This will create a separate cognate set for every contiguous slice of segments that are not in any cognate set yet, eg. one for the prefix and a separate one for the suffix of a word with a stem that is already coded.

Merging cognate sets¶

You can write a file listing cognate sets to be merged into one and feed it to

python -m lexedata.edit.merge_cognate_sets MERGEFILE

which bulk-merges these cognatesets. The main use of this command is to merge cognatesets found to be strongly overlapping by the nonconcatenative morphemes report.

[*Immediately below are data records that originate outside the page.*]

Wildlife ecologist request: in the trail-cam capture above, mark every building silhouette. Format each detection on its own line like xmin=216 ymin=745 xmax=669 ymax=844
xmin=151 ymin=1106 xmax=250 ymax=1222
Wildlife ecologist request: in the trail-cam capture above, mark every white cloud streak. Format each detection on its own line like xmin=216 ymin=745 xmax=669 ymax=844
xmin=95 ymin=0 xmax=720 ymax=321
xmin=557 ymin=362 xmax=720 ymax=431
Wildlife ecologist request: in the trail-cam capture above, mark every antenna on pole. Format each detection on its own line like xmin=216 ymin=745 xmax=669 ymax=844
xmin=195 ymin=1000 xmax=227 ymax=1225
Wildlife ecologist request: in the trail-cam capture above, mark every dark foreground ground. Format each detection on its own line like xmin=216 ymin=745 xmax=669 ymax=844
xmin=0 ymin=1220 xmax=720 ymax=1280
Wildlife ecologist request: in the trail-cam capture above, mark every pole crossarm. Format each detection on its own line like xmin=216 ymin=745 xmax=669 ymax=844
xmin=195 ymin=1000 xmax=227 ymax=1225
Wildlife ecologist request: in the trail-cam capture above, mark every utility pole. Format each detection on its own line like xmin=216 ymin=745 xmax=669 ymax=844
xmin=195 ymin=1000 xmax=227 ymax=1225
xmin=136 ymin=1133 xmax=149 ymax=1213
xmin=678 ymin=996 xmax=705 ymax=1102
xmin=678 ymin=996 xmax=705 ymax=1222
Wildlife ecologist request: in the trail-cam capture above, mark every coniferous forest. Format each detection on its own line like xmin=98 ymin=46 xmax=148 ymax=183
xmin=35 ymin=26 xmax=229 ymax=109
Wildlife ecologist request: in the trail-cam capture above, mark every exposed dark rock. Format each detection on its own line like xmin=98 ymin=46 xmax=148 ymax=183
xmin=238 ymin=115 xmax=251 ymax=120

Reporting and checking data integrity (lexedata.report)¶

The report package contains scripts that check for data integrity and generate reports for your dataset. You can use these reports to identify potential problems in the dataset, to track your progress, or to report statistics in publications (e.g. coverage for each language in a dataset).

Language coverage¶

You can obtain various statistics related to coverage (how many concepts have corresponding forms in each language) with the command

python -m lexedata.report.coverage

Among others, you can find which languages have corresponding forms for specific concepts, which languages have at least a given coverage percentage etc. NA forms (that correspond to concepts that do not exist in a particular language) by default count towards coverage, while missing forms don’t. You can customize the treatment of missing and NA forms with the optional argument --missing.

Segment inventories¶

You can get a report on all segments used for each language and their frequency in the dataset by typing

python -m lexedata.report.segment_inventories

This can be useful to locate rare or even erroneous transcriptions, non-standard IPA symbols etc. You can subset the report to one or a smaller number of languages for clarity using --languages.

Detect potential homophonous or polysemous forms¶

In large datasets, you may have identical forms associated with different concepts. This could be the case because there are homophonous, unrelated forms, or because there is in fact one underlying polysemous form. Lexedata can help you detect potential homophones or polysemies by using the command

python -m lexedata.report.homophones

The output of this command is a list of all groups of identical forms in the data and their associated concepts, along with the information if the associated concepts are connected in CLICS or not (if your concepts are linked to Concepticon, see linking concepts to Concepticon). You can choose to merge the polysemous forms, so you have one form associated to multiple concepts. In order to perform this operation, edit the output file of lexedata.report.homophones, so that only the groups of forms that are to be merged remain and then use lexedata.edit.merge_homophones (see merge polysemous forms).

Non-concatenative morphology¶

You can get a detailed report on potentially non-concatenative morphemes (segments that belong to more than one cognate sets, or cognate sets that refer to segments in a form which don’t simply follow each other, due to infixes/circumfixes or metathesis) by running

python -m lexedata.report.nonconcatenative_morphemes

For a report on cognate judgements more focused on structural integrity, see cognate judgements.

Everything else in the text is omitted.